Yüzüm gözüm mosmor, burnumun ortasında kocaman bir bandajla gezerken soran herkese de bakar körlüğümden yakındım. Camlarımın görünmeyecek kadar temiz olduğundan dem vurdum. Zaten genelde böyle zamanlarda halime üzülüp kendime acımaktansa şükretmek ve dahası kendimle dalga geçmek daha iyi hissettiriyor beni. Bilen bilir… Çok optimist bir insanımdır. Boğazıma kadar suya batmış olsam daha burnumuza çok var derim…Ve hamam böcekleri kadara da dayanıklıyımdır. Acıya, çok çalışmaya, düşüp düşüp kalkmaya…O yüzden bu olaya da şükrederek bakmaya çalışıyorum. Mide kanaması ciddi seyredebilirdi. Mide fıtığı bağırsağın kanlanmasını bozarak bir kısmını çalışmaz hale getirebilirdi. Ama çok şükür ki bunlar gerçekleşmedi. Cerrahımız çok iyiydi, sadece basit bir mide fıtığı idi ve ameliyattan kısa bir süre sonra Barış kendi isteği ile de olsa eve çıkabildi. Ve benim yüzüm gözüm dağılmaktan son anda kurtuldu.

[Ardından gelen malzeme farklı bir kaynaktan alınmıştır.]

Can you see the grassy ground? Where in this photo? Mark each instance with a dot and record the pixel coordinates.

Dediğim gibi genelde iyimser ve dayanıklıyımdır. Ama tabii ben de insanım ve bazen tüm bunları taşıyamıyorum. Her gün şevkle çalışmaya gittiğin hastanenden bir emirle hop başka bir hastaneye atanıvermiş buluyorsun kendini. Üstelik seçme hakkı bile tanınmadan… Ve de yeni geldiğin hastanede işini yaparken çok zorlanıyorsun. Neyse yukarıda da değindiğim gibi Allah can sağlığı versin….Kazasız belasız günler nasip etsin. Gerisi bir şekilde hallolur.